Marcio contou que situações como essa, de preconceito e racismo por parte da população e da polícia, são frequentes porque as pessoas que dançam o estilo são constantemente alvo de estereótipos. “O preconceito é nítido. Quando falam Passinho dos malokas, muitos já pensam ‘isso é um maloqueiro que usa droga’, e grande parte desse preconceito vem da polícia militar que não quer saber quem é quem, e usa spray de pimenta em todo mundo em situações de confusão”, afirmou.
 

Segundo o também integrante do grupo ‘Os maloka de Peixinhos’, Fábio França, as agressões contra os dançarinos intimidam ele e os colegas que praticam a dança. “Eu vi a reportagem do policial que deu um tiro de borracha no olho do menino no Marco Zero durante um encontro e isso me deixou com medo. Algumas pessoas vão ao local e usam droga durante no evento, mas sempre dizemos ‘não usa isso aqui por perto para não prejudicar a gente, na tentativa de evitar que aconteçam brigas”, disse.
 

O dançarino do grupo ‘Os malokas S.A’, Artur Borges, relatou que os indivíduos que usam droga no local não são fazem parte dos grupos de Passinho. Segundo ele, são pessoas se infiltram nos encontros já na intenção de brigar e gerar confusão. “Não existe disputa entre os grupos de Passinho. A gente usa a camisa com o nome das comunidades já para mostrar que o meu bairro pode entrar em outra comunidade porque é tudo em prol da dança. Mas acontece de pessoas de outros locais se infiltrarem no meio para brigar e usar drogas e isso mancha a imagem da gente que só quer se divertir e expandir a dança até mesmo para fora do País”, contou.
 

Assim como relataram os outros dançarinos, Artur também reclama do tratamento policial com os integrantes do movimento. “A gente só quer dançar e fazer o bem, mas a polícia não sabe diferenciar quem vai ao local para brigar e quem não vai, e acaba ameaçando, xingando e até mesmo batendo nos dançarinos”, disse.
 

Em fevereiro deste ano, o MC Shevchenko e sua equipe foram ao Parque da Jaqueira, na Zona Norte do Recife, gravar um videoclipe da música “Pipoqueira”. O espaço foi escolhido por ter muitos vendedores de pipoca. Mas eles foram impedidos de filmar pela segurança do parque. “Fomos tratados como bandidos.
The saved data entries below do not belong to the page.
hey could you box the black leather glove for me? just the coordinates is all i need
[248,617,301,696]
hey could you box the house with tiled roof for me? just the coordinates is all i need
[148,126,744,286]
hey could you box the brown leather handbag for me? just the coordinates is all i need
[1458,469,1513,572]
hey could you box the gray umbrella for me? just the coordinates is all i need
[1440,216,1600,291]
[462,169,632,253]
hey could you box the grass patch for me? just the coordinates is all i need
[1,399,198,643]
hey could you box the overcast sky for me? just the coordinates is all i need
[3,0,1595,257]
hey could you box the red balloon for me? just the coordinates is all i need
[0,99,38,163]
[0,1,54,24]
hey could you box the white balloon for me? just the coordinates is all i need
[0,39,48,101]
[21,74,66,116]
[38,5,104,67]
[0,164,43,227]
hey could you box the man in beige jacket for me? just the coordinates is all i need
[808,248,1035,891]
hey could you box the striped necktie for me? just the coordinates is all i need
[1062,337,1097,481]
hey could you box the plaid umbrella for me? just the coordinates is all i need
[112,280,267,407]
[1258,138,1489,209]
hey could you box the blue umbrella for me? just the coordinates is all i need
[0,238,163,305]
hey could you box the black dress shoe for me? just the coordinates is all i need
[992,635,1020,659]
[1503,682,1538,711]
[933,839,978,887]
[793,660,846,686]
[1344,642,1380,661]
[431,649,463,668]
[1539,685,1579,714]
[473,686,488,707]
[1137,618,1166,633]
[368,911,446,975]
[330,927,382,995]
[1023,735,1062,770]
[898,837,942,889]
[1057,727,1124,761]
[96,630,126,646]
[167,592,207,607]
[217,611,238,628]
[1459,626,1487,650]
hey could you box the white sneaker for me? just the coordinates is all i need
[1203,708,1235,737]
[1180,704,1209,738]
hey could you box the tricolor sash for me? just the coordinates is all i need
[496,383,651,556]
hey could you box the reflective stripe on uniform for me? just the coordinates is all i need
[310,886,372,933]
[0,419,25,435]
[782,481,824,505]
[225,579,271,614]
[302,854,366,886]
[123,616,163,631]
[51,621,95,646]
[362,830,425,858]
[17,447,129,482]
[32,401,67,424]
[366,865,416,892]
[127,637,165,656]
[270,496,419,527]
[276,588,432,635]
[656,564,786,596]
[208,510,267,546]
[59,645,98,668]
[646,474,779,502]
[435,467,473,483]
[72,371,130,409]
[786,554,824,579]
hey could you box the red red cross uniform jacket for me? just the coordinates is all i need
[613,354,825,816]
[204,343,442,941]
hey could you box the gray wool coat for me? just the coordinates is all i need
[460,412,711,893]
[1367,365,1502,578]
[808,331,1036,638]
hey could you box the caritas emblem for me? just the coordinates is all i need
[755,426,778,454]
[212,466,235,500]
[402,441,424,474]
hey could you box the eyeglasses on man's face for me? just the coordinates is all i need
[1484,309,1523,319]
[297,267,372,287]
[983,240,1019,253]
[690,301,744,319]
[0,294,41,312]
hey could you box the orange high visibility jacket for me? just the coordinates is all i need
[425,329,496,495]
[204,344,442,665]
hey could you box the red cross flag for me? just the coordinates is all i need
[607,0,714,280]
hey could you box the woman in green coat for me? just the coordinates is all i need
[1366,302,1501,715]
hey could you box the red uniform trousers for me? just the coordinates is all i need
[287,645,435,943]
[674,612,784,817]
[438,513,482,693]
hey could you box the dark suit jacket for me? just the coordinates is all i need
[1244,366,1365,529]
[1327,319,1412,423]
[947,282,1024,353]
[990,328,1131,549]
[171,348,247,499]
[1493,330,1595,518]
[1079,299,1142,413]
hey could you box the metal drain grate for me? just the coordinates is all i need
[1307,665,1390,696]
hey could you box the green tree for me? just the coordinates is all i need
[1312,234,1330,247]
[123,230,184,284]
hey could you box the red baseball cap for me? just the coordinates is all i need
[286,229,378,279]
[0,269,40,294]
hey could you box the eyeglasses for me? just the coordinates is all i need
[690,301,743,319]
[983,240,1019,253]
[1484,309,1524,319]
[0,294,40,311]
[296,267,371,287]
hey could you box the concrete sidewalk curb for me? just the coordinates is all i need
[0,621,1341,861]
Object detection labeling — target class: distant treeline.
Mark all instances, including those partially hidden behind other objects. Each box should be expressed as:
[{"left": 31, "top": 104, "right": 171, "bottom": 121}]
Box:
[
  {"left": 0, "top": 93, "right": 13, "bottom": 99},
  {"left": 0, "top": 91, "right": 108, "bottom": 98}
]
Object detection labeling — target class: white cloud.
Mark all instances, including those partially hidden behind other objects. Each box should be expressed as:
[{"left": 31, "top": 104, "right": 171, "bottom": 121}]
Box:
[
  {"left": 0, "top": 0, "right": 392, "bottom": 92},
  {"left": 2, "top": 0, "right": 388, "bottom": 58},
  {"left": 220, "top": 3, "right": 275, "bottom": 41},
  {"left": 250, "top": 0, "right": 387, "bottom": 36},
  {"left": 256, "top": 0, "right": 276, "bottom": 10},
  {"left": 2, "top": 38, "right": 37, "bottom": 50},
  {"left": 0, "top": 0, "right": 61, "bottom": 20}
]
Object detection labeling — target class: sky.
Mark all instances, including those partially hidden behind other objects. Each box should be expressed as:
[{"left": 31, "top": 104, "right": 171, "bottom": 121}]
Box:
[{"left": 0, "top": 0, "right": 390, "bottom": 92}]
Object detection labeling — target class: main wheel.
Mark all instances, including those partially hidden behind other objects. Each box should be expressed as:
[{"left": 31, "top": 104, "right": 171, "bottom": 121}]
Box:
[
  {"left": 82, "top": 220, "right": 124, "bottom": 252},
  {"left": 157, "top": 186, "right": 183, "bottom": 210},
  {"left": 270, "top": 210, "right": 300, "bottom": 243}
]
Passamos vergonha por puro preconceito”, comentou o Shevchenko. O artista estava acompanhado do MC Colibri, do Rio de Janeiro, que participaria da gravação do clipe. “As pessoas de fora dão valor, porém o pessoal daqui não está tratando o passinho e o brega-funk como cultura, como um meio que está tirando muitas crianças e jovens da rua”, desabafou o MC pernambucano.
 

Esse preconceito institucional contra todas as culturas populares e periféricas do País é mantido, entre outras coisas, porque o Estado não tem interesse em promove-las, é o que afirma o pesquisador em Passinho Gustavo Albuquerque. Segundo ele, o movimento que ocupa locais públicos como o Marco Zero, o Parque Treze de Maio, no centro da cidade e o Parque da Jaqueira, passa pelo mesmo processo de rejeição que o brega e o funk. “Embora o brega, por exemplo, seja reconhecido como patrimônio da cultura pernambucana por lei, não temos uma política de incentivo e promoção dessa culturas porque o Estado não a trata como legítima”.
 

Gustavo contou ainda que o Estado que trata os movimentos periféricos com violência hoje, é o mesmo que fortaleceu durante o governo Lula, a disseminação dessas culturas através do acesso a dispositivos como computadores, tablets e celulares, que antes eram caros e de difícil acesso. “Se não fosse essa política de incentivo ao crédito e ao consumo, esses equipamentos não chegariam nas mãos das classes pobres e talvez o funk e o brega não fossem tão disseminados”.
 

O pesquisador aponta ainda soluções para acabar com a violência contra os grupos periféricos invisibilizados. “É necessário tirar esses movimentos do departamento de polícia, levar para uma secretaria de cultura e pensar em geração de renda. Muita gente vive do brega e não é só o cantor ou o dançarino, é a vendedora de tapioca na saída do evento. Falta esse entendimento de pensar o movivento dentro de um circuito de economia criativa que pode emancipar esse sujeito subalterno”.
 

O passo contrário da dança


A equipe do site ‘Na Cola do Passinho’ acompanhou um encontro dos grupos no Marco Zero no dia 19 de maio deste ano e após visualizar uma confusão em que policiais militares (PM) agrediram de forma violenta e com o uso de cacetetes pessoas que participavam do evento, as estudantes de jornalismo resolveram conversar com um dos militares que participaram da ação. Ele relatou o seu ponto de vista quanto o uso da violência contra os integrantes do Passinho. Não iremos divulgar o nome do PM na intenção de preservar a imagem do profissional.


 

 


 

 

O militar disse ainda que brigas acontecem em todos os encontros e que muitos jovens se camuflam entre os dançarinos, fazem o uso de drogas e instigam brigas entre as diferentes comunidades. “É igual briga de torcida organizada. Um bairro contra o outro. Em situações como essas, a gente interfere com violência porque infelizmente violência se combate com violência”, relatou. Ele afirmou ainda que durante o tempo em que está na profissão já sofreu muitas agressões e que se sente inseguro diante do Estado que não impõe, segundo ele, “medidas para preservar a vida dos profissionais que fazem a segurança pública”.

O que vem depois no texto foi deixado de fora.